Before the World War II Wacław Nowiński was a policeman and simultaneously he ran a swimming pool by the Vistula River. His wife Janina was a housewife. During the World War Two the family lived in Warsaw, at 39 Targowa Street, Wacław worked as a ‘blue policeman’ in those days.
Their son, also Wacław, says: „As my father wore an uniform, he was allowed to enter the ghetto. And he took Jews out of the ghetto. He took out old acquaintances. Not always of course, as Nazis would not let him. But some of them let him pass if properly bribed”. Wacław Nowiński smuggled food to the ghetto and organized ‘Aryan papers’ for those who managed to escape. He knew many of the people he rescued from the swimming school.
The saved Jews stayed at the Nowińskis’ place for a short time, then the hosts found them other refuges. Nowiński hid two doctors, Berłowicz and Rapapport in the swimming pool building from spring to the beginning of winter 1943.
Wacław helped Aleksander Bronowski by bribing the policeman who planned to denounce him at the Gestapo. He did not ask for anything in exchange.

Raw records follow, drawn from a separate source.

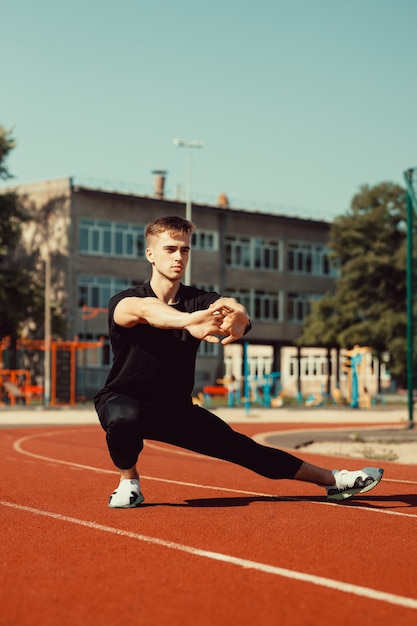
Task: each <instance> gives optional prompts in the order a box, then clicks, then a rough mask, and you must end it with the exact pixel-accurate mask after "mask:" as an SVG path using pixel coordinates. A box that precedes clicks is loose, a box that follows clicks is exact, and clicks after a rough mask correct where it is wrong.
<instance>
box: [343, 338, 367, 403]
mask: <svg viewBox="0 0 417 626" xmlns="http://www.w3.org/2000/svg"><path fill="white" fill-rule="evenodd" d="M371 353H372V350H371V348H369V347H367V346H358V345H356V346H354V347H353V349H352V350H346V352H345V359H344V361H343V363H342V370H343V371H344V372H346V375H347V384H346V398H347V400H348V402H349V403H350V406H351V407H352V408H353V409H358V408H360V407H362V408H369V407H370V406H371V396H370V393H369V390H368V388H367V386H366V379H367V374H368V372H369V371H370V370H371V367H372V366H371V361H370V356H371Z"/></svg>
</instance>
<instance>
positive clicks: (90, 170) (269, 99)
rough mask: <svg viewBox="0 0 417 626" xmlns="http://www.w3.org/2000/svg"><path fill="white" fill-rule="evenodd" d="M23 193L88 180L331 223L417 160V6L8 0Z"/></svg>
mask: <svg viewBox="0 0 417 626" xmlns="http://www.w3.org/2000/svg"><path fill="white" fill-rule="evenodd" d="M0 4H1V34H0V55H1V56H0V58H1V61H2V62H1V66H2V69H1V81H0V91H1V93H0V125H2V126H5V127H6V128H12V129H13V132H14V136H15V138H16V141H17V147H16V149H15V150H14V151H13V153H12V155H11V156H10V158H9V160H8V167H9V170H10V171H11V173H12V174H13V175H14V176H15V181H14V182H15V183H21V182H32V181H37V180H46V179H50V178H57V177H61V176H74V177H75V178H76V179H77V178H78V179H79V180H82V181H84V182H88V181H90V183H91V184H92V185H98V184H101V183H103V182H104V181H108V183H111V184H112V185H113V187H114V188H116V189H117V188H122V185H124V184H125V183H129V184H134V185H137V192H138V193H144V194H151V193H152V189H153V179H152V174H151V172H152V170H154V169H166V170H167V171H168V176H167V182H166V195H167V197H175V195H176V193H177V192H178V188H182V192H183V194H184V193H185V184H186V174H185V172H186V167H185V164H186V153H185V150H184V149H181V148H178V147H175V146H174V145H173V139H174V138H175V137H181V138H185V139H201V140H202V141H203V142H204V147H203V148H202V149H201V150H193V151H192V161H193V167H192V186H193V198H194V200H195V201H197V202H203V203H209V204H210V203H212V204H215V203H216V200H217V197H218V195H219V194H220V193H221V192H225V193H226V194H227V196H228V197H229V200H230V204H231V206H232V207H236V208H251V209H258V210H260V211H266V212H273V213H277V212H279V213H281V212H286V211H288V212H292V213H294V211H299V212H300V214H301V215H303V216H309V217H312V218H314V217H319V218H323V217H324V218H327V219H331V218H332V217H334V216H336V215H340V214H341V213H343V212H345V211H346V210H347V209H348V208H349V205H350V201H351V199H352V197H353V195H354V194H355V193H356V192H357V191H358V189H359V187H360V185H362V184H365V183H366V184H370V185H375V184H378V183H379V182H382V181H392V182H395V183H399V184H401V185H402V184H403V171H404V170H405V169H407V168H409V167H414V166H417V80H416V75H417V0H350V2H342V1H341V0H253V1H250V2H249V1H247V0H210V1H209V2H208V1H207V0H204V1H203V0H159V1H157V2H152V1H149V0H147V1H146V2H144V1H143V0H118V1H117V2H115V1H114V0H113V1H112V2H109V1H108V0H100V1H99V0H71V2H68V1H66V0H62V1H57V0H36V1H34V0H13V2H11V1H8V0H3V1H2V2H1V3H0Z"/></svg>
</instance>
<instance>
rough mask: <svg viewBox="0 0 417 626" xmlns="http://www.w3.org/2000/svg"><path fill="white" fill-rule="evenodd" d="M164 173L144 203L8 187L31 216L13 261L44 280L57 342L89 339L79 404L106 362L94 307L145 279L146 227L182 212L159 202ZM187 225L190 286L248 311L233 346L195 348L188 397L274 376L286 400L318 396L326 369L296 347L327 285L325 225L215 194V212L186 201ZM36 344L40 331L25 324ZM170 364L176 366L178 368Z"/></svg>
mask: <svg viewBox="0 0 417 626" xmlns="http://www.w3.org/2000/svg"><path fill="white" fill-rule="evenodd" d="M164 183H165V173H164V172H157V173H156V175H155V179H154V193H153V195H150V196H143V195H136V194H132V193H123V192H119V191H108V190H104V189H98V188H92V187H88V186H83V185H78V184H76V182H75V181H74V180H73V179H71V178H64V179H58V180H50V181H45V182H39V183H34V184H27V185H22V186H20V187H18V189H17V191H18V193H19V195H20V197H21V199H22V201H23V203H24V204H25V206H26V207H27V208H28V210H29V211H30V212H31V215H32V220H31V221H30V222H28V223H27V224H25V226H24V238H23V241H24V254H26V255H27V256H28V258H30V259H31V260H32V261H31V262H32V263H33V266H34V267H36V268H37V271H38V273H39V281H40V282H41V283H43V282H44V281H45V267H46V265H48V266H49V268H50V279H47V283H48V284H47V286H46V291H47V297H48V299H49V300H50V302H51V303H53V304H54V306H56V307H57V310H58V311H60V313H61V315H62V316H63V317H64V319H65V320H66V324H67V327H66V336H65V337H63V338H61V339H64V340H73V339H74V338H78V340H79V341H81V342H93V343H94V342H97V341H100V339H101V338H103V340H104V344H103V345H102V346H100V347H94V348H91V349H83V350H80V351H78V352H77V374H76V376H77V397H83V398H88V399H90V398H91V397H92V396H93V395H94V393H95V392H96V391H97V389H98V388H99V387H100V386H101V385H102V384H103V382H104V380H105V377H106V375H107V372H108V370H109V368H110V365H111V359H112V355H111V350H110V347H109V343H108V335H107V314H106V307H107V304H108V301H109V298H110V297H111V296H112V295H113V294H114V293H116V292H118V291H120V290H122V289H125V288H127V287H130V286H133V285H137V284H141V283H143V282H145V281H147V280H149V278H150V265H149V263H148V262H147V261H146V259H145V256H144V249H145V240H144V229H145V226H146V224H147V223H148V222H149V221H151V220H153V219H155V218H157V217H159V216H162V215H180V216H183V217H185V204H184V202H183V201H179V200H171V199H168V198H166V197H165V195H164ZM192 221H193V222H194V223H195V225H196V231H195V233H193V239H192V252H191V257H190V258H191V284H193V285H196V286H198V287H202V288H206V289H210V290H215V291H218V292H219V293H220V294H222V295H227V296H234V297H236V298H237V299H238V300H239V301H240V302H242V303H243V304H244V305H245V306H246V308H247V310H248V311H249V313H250V316H251V319H252V323H253V329H252V331H251V332H250V333H249V334H248V335H247V336H245V337H244V338H243V339H242V340H241V341H240V342H239V344H235V345H231V346H226V347H225V348H223V347H221V346H219V345H217V344H209V343H204V342H203V343H202V345H201V348H200V352H199V356H198V360H197V370H196V371H197V373H196V384H195V394H197V393H198V392H201V390H202V389H203V388H204V387H205V386H209V385H214V384H216V383H217V381H218V380H222V379H225V378H230V377H233V379H235V380H236V381H239V380H240V379H241V377H242V376H243V375H244V374H245V371H244V370H245V368H246V374H249V375H250V376H251V377H252V380H253V381H255V383H254V385H255V386H256V384H257V383H256V381H257V380H261V379H262V377H264V376H265V375H269V374H274V376H275V378H274V386H275V388H274V389H273V390H272V392H273V393H275V392H277V389H278V385H279V386H280V388H281V389H282V388H284V389H285V393H287V394H288V395H294V396H295V395H296V394H297V393H299V392H300V390H301V391H302V393H303V395H306V394H308V393H312V392H315V391H319V390H320V389H322V388H323V385H324V384H326V380H327V378H328V376H329V367H330V368H331V369H332V372H333V375H334V372H335V371H336V369H337V368H336V367H335V366H334V365H333V367H332V366H331V364H330V363H331V361H332V360H333V361H334V360H335V359H339V358H340V356H339V355H331V359H330V361H329V356H328V354H327V353H326V351H325V350H322V349H306V348H304V349H301V350H298V349H297V348H295V347H294V344H293V341H294V339H296V338H297V337H298V336H299V335H300V333H301V330H302V325H303V321H304V319H305V316H306V315H307V313H308V311H309V307H310V303H311V301H312V300H314V299H317V298H320V297H321V296H322V295H323V294H324V293H325V292H329V291H330V292H331V291H333V290H334V288H335V277H336V273H335V270H334V268H332V267H331V265H330V263H329V259H328V250H327V241H328V235H329V228H330V224H329V222H326V221H321V220H314V219H305V218H301V217H299V218H298V217H292V216H287V215H283V214H281V215H278V214H271V213H263V212H257V211H253V210H245V209H237V208H232V207H230V206H229V205H228V201H227V198H226V196H225V195H224V194H221V195H220V196H219V199H218V203H217V205H216V206H208V205H203V204H197V203H193V206H192ZM34 333H35V334H36V336H37V337H43V333H44V329H31V336H33V334H34ZM180 366H181V365H180V364H178V367H180Z"/></svg>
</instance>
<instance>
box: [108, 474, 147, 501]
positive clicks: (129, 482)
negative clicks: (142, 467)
mask: <svg viewBox="0 0 417 626" xmlns="http://www.w3.org/2000/svg"><path fill="white" fill-rule="evenodd" d="M144 499H145V498H144V497H143V494H142V492H141V490H140V484H139V480H138V479H137V478H124V479H123V480H121V481H120V484H119V486H118V487H117V489H115V490H114V491H113V493H112V494H111V496H110V498H109V507H110V508H111V509H134V508H135V507H136V506H139V505H140V504H142V502H143V501H144Z"/></svg>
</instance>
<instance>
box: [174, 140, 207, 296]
mask: <svg viewBox="0 0 417 626" xmlns="http://www.w3.org/2000/svg"><path fill="white" fill-rule="evenodd" d="M174 145H175V146H178V147H180V148H185V149H186V151H187V186H186V201H185V219H186V220H188V221H189V222H191V221H192V205H191V150H192V148H202V147H203V142H202V141H200V140H198V139H191V140H189V139H174ZM185 283H186V284H187V285H189V284H190V283H191V258H190V259H189V260H188V265H187V269H186V270H185Z"/></svg>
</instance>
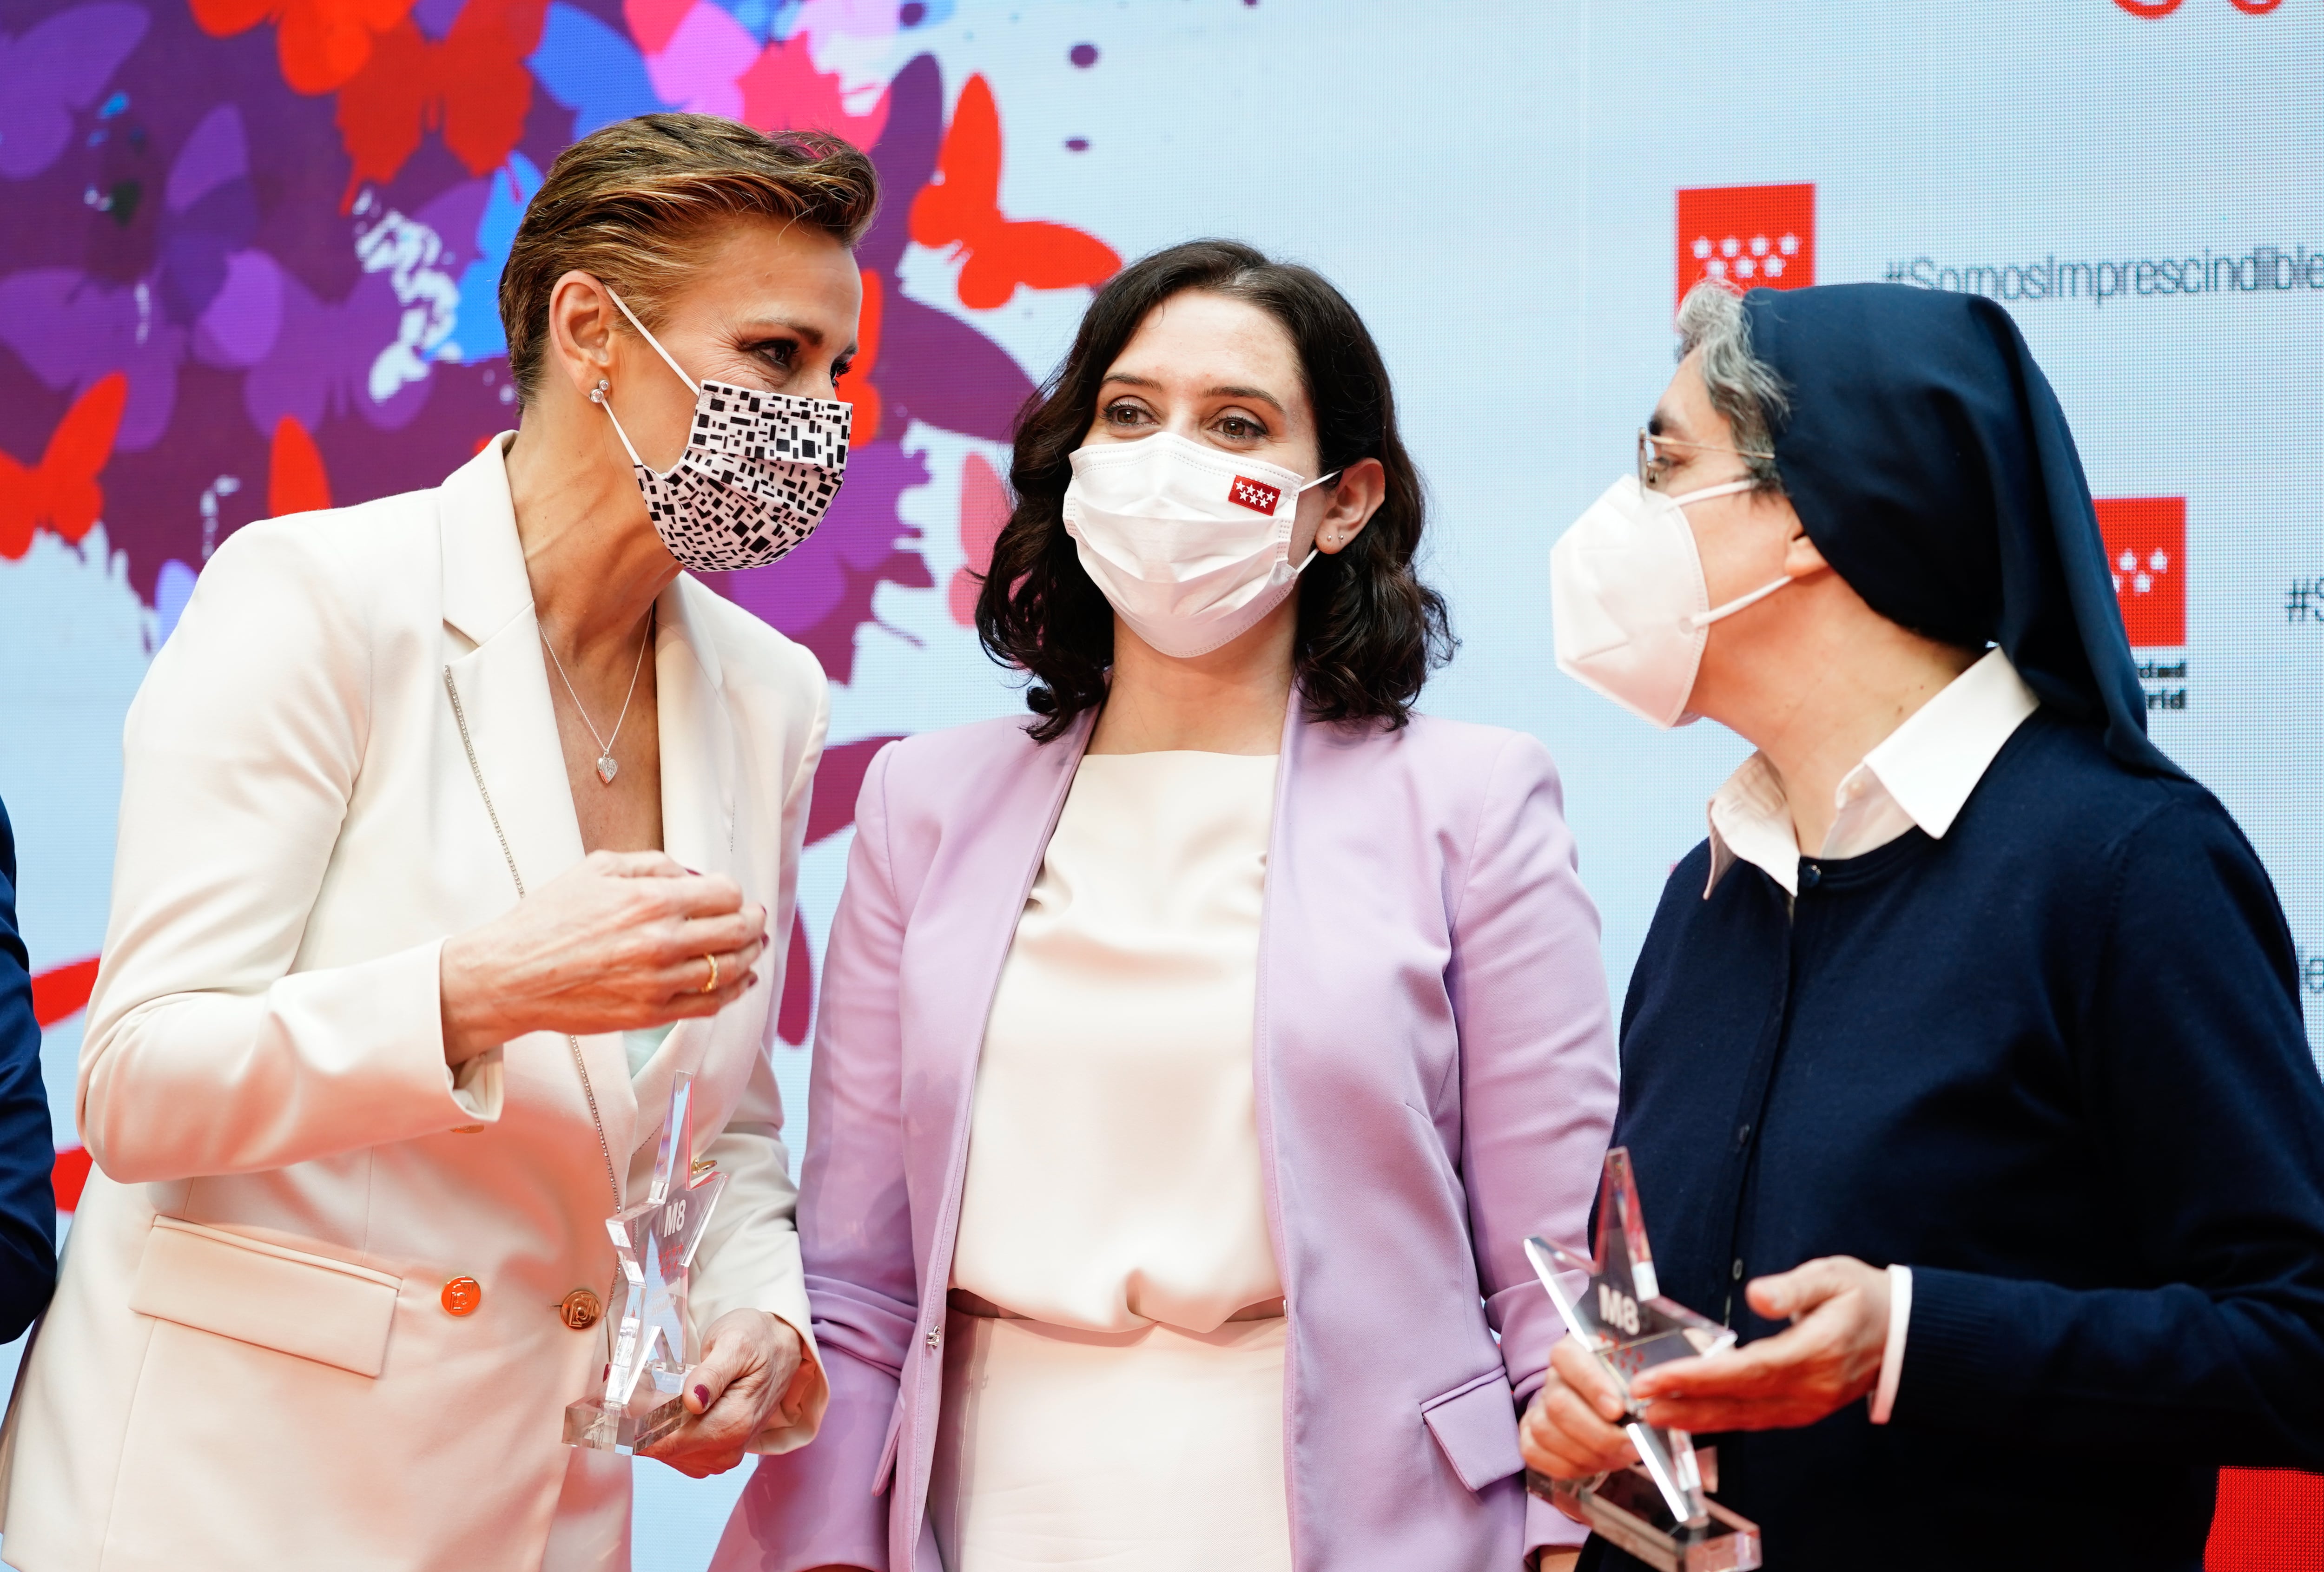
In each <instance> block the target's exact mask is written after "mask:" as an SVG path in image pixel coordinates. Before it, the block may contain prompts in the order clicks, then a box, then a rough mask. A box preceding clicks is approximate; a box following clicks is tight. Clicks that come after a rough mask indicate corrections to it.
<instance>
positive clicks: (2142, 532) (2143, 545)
mask: <svg viewBox="0 0 2324 1572" xmlns="http://www.w3.org/2000/svg"><path fill="white" fill-rule="evenodd" d="M2096 509H2099V529H2101V534H2103V536H2106V567H2108V569H2110V571H2113V578H2115V599H2117V601H2122V632H2126V634H2129V636H2131V648H2138V650H2178V648H2185V646H2187V576H2185V571H2182V564H2185V560H2187V499H2185V497H2099V499H2096Z"/></svg>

After the war the rescued man wrote: „I would not feel fair to my conscience if I was silent about the noble deeds of that modest man”.
Janina Pańska and the six-year-old Gabryś Munwes who remained under her care hid in the apartment of the Nowiński family for a longer period. The both spent almost two years in Targowa Street. The neighbors were convinced that the woman is the hosts cousin, and they probably did not even know about the boy who went out of the house very rarely and after dark.
At least eight people rescued by the Nowiński family survived the war. Only the Berłowicz family remained in Poland.